Histological assessment of the proximal, crushed, and distal parts of the injured segment at 12 weeks after sciatic nerve crush injury followed by nerve transection and end-to-end repair. (a) Proximal myelin thickness, (b) Crushed myelin thickness, (c) Distal myelin thickness, (d) Proximal fiber diameter, (e) Crushed fiber diameter, (f) Distal fiber diameter, (g) Percentage of proximal myelinated fibers, (h) Percentage of crushed myelinated fibers, (i) Percentage of distal myelinated fibers, (j) Proximal axonal density, (k) Crushed axonal density, and (l) Distal axonal density. The data are presented as mean ± SEM and statistical significance was determined using a one-way ANOVA test for group comparisons, with significance levels denoted as *p < 0.05, **p < 0.01, ***p < 0.001, and ****p < 0.0001. hAM, human amniotic membrane; hEP, human epineural patch; SEM, standard error of the mean.

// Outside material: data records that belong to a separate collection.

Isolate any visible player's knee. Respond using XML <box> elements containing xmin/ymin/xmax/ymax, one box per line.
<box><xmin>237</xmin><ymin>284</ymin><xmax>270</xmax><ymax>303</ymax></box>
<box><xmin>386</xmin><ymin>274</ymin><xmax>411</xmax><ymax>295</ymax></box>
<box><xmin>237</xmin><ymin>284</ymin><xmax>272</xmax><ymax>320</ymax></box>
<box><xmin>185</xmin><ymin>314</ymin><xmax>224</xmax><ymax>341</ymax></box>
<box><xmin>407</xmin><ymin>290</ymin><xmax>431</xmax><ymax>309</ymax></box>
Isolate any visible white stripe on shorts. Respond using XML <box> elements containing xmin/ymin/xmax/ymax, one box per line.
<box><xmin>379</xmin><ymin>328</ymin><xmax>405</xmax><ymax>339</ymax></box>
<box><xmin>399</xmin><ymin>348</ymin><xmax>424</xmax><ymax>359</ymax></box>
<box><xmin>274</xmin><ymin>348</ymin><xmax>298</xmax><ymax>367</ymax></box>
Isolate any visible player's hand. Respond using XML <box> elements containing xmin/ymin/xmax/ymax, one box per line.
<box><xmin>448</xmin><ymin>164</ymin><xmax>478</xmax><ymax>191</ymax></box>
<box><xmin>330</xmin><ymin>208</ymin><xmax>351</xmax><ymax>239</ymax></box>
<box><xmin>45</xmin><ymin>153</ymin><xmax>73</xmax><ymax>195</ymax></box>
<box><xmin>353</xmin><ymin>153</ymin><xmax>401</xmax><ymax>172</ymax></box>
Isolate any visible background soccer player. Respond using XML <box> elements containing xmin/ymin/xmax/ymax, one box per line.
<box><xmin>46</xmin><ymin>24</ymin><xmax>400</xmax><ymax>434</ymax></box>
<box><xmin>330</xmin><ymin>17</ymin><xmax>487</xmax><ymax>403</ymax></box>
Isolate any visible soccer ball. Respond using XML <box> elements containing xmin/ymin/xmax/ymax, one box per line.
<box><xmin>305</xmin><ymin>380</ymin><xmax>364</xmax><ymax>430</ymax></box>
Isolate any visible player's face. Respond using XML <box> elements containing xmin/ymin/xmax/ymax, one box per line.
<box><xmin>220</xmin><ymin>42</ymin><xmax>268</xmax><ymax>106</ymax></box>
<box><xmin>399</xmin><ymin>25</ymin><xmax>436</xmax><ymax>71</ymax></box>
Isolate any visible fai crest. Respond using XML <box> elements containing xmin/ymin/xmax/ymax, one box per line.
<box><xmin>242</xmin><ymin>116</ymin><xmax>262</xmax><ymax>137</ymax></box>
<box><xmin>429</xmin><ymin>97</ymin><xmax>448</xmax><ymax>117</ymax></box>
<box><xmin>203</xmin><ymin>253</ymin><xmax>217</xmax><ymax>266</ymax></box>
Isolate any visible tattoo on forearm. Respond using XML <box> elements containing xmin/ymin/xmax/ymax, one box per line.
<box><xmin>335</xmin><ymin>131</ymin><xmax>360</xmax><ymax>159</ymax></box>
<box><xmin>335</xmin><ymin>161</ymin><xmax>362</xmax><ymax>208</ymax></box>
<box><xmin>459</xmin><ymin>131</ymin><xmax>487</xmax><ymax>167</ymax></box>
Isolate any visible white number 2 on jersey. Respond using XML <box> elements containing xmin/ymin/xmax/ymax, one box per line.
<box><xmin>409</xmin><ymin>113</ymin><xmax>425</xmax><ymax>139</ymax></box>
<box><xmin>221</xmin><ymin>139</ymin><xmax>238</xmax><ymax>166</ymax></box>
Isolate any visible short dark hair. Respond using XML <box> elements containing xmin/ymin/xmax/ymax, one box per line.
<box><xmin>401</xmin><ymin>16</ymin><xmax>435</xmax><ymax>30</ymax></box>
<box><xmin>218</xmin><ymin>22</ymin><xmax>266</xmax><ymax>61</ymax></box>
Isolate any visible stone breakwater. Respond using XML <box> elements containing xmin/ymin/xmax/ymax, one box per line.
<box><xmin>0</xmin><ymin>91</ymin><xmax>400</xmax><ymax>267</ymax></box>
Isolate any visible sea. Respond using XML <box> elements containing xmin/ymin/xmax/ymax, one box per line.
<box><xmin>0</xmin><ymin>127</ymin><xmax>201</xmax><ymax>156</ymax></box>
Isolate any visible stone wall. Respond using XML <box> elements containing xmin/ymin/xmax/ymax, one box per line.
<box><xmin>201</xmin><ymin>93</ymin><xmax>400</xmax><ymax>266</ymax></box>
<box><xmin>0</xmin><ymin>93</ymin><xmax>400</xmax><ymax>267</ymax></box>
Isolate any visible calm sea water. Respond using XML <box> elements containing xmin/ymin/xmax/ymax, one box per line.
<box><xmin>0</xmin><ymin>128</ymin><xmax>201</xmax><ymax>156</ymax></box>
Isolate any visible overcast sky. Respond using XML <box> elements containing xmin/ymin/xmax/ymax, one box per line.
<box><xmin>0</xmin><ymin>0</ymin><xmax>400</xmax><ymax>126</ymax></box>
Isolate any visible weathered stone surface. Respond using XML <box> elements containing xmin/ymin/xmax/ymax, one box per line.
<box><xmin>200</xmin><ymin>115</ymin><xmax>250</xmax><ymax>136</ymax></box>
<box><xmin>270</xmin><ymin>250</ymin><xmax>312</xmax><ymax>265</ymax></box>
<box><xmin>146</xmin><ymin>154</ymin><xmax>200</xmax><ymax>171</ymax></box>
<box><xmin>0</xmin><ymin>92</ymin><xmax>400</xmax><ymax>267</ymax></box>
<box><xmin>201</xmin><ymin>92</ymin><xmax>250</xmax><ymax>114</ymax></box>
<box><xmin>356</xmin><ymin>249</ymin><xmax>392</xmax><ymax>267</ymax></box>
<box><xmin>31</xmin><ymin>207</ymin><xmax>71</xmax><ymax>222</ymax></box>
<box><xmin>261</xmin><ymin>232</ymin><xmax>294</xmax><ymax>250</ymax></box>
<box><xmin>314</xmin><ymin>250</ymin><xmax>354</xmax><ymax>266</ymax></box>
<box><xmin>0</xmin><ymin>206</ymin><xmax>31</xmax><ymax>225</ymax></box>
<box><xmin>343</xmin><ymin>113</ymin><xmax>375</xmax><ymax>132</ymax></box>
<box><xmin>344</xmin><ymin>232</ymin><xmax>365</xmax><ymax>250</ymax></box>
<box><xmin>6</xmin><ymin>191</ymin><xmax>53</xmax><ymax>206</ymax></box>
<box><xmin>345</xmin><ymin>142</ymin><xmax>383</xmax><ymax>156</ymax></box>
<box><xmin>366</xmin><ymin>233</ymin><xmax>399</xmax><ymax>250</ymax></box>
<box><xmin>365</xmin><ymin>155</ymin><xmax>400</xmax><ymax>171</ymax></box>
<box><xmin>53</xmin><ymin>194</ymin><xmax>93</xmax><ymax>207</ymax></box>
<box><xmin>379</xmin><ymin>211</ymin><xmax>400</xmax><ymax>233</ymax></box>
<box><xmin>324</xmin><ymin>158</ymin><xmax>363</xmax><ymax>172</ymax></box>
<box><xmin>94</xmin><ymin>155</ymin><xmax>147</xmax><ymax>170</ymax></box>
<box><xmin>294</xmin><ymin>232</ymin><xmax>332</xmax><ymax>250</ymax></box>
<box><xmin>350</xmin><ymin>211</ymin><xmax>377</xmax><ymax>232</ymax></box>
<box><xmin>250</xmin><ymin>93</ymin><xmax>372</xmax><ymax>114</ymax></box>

To evaluate the neuroregenerative potential of the hEP, selected neurogenic (GFAP, Laminin B, NGF, S-100), angiogenic (VEGF, vWF) and immunogenic (HLA-DR, HLA-I) markers were assessed following the nerve CTR injury model (Figures 8 and 9).

Fig 8.

Expression evaluation of selected neurogenic, angiogenic, and immunogenic markers assessed at the crush injury sites and distal ends by immunofluorescence staining at 6 weeks following sciatic nerve crush injury, transection, and repair. (a) GFAP, (b) Laminin B, (c) NGF, (d) S-100, (e) VEGF, (f) vWF, (g) HLA-DR, and (h) HLA-I. Data were presented as mean ± SEM. A two-way ANOVA test for group comparison was used to define statistical significance at *p < 0.05, **p < 0.01, ***p < 0.001, and ****p < 0.0001. GFAP, glial fibrillary acidic protein; HLA-DR, human leukocyte antigen-DR; HLA-I, human leukocyte antigen class I; NGF, nerve growth factor; SEM, standard error of the mean; VEGF, vascular endothelial growth factor; vWF, von Willebrand factor.

Fig 9.

Expression evaluation of selected neurogenic, angiogenic, and immunogenic markers assessed at the crush injury sites and distal ends by immunofluorescence staining at 12 weeks following sciatic nerve crush injury, transection, and repair. (a) GFAP, (b) Laminin B, (c) NGF, (d) S-100, (e) VEGF, (f) vWF, (g) HLA-DR, and (h) HLA-I. Data were presented as mean ± SEM. A two-way ANOVA test for group comparison was used to define statistical significance at *p < 0.05, **p < 0.01, ***p < 0.001, and ****p < 0.0001. GFAP, glial fibrillary acidic protein; HLA-DR, human leukocyte antigen-DR; HLA-I, human leukocyte antigen class I; NGF, nerve growth factor; SEM, standard error of the mean; VEGF, vascular endothelial growth factor; vWF, von Willebrand factor.